ECLI:NL:RBGEL:2022:3244
Rechtbank Gelderland
- Voorlopige voorziening+bodemzaak
- Rechtspraak.nl
Beslissing op verzoek om voorlopige voorziening en beroep tegen last onder dwangsom met betrekking tot bestemmingsplan en gebruik van perceel
Op 27 juni 2022 heeft de voorzieningenrechter van de Rechtbank Gelderland uitspraak gedaan in een zaak waarin eiseres een voorlopige voorziening had verzocht tegen een last onder dwangsom die door het college van burgemeester en wethouders van de gemeente Apeldoorn was opgelegd. Deze last had betrekking op het beëindigen van het met het bestemmingsplan strijdige gebruik van een perceel en gebouw. De voorzieningenrechter heeft het verzoek om een voorlopige voorziening afgewezen, maar het beroep van eiseres gegrond verklaard.

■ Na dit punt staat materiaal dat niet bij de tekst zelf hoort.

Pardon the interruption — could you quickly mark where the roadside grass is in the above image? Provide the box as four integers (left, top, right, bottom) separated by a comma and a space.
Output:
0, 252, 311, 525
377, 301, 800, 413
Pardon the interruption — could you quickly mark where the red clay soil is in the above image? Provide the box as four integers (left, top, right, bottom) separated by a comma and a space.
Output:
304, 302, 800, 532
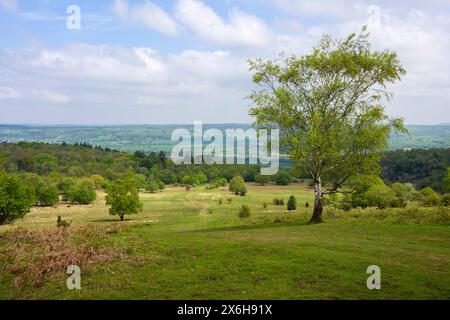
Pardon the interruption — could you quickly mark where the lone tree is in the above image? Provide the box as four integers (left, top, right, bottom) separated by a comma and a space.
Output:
106, 177, 143, 221
249, 27, 406, 223
0, 172, 36, 225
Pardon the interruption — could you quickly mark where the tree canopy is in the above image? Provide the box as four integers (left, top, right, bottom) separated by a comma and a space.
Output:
249, 28, 405, 222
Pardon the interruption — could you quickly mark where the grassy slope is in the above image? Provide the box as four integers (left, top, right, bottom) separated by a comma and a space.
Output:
0, 186, 450, 299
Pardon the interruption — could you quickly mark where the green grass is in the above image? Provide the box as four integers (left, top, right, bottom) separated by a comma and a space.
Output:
0, 185, 450, 299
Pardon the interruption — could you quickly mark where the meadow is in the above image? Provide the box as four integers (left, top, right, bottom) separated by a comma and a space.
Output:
0, 184, 450, 299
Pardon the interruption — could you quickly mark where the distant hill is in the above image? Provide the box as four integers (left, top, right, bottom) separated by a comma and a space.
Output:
0, 124, 450, 153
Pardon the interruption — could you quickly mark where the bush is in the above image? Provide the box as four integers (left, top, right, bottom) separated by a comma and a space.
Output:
275, 172, 292, 186
69, 179, 97, 204
0, 172, 36, 225
442, 193, 450, 207
420, 187, 441, 207
214, 178, 228, 187
287, 196, 297, 211
229, 176, 247, 196
145, 180, 160, 193
239, 204, 250, 218
272, 198, 284, 206
37, 184, 59, 207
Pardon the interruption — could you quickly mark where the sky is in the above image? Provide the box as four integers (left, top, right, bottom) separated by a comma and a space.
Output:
0, 0, 450, 124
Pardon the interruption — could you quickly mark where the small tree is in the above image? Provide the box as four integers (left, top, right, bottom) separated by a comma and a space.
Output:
255, 173, 269, 186
0, 172, 36, 225
275, 171, 292, 186
239, 204, 250, 218
145, 180, 159, 193
442, 167, 450, 192
287, 196, 297, 211
229, 176, 247, 196
250, 28, 406, 223
69, 179, 97, 204
106, 177, 143, 221
420, 187, 441, 207
37, 183, 59, 207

De rechtbank heeft het bestreden besluit vernietigd voor zover het de hoogte van de dwangsom betreft, en deze vastgesteld op € 10.000,- per overtreding met een maximum van € 100.000,-. De rechtbank oordeelde dat de last onder dwangsom in stand bleef, maar dat de hoogte niet proportioneel was vastgesteld. Eiseres had eerder bezwaar gemaakt tegen de last onder dwangsom, die was opgelegd om activiteiten die niet in overeenstemming waren met de verleende omgevingsvergunning te beëindigen. De voorzieningenrechter concludeerde dat er geen concreet zicht op legalisering was en dat de opgelegde last onder dwangsom gerechtvaardigd was, maar dat de hoogte ervan niet voldoende was gemotiveerd door het college. De uitspraak benadrukt de noodzaak voor bestuursorganen om bij het opleggen van lasten onder dwangsom een zorgvuldige afweging te maken van de hoogte en de omstandigheden van de overtreding.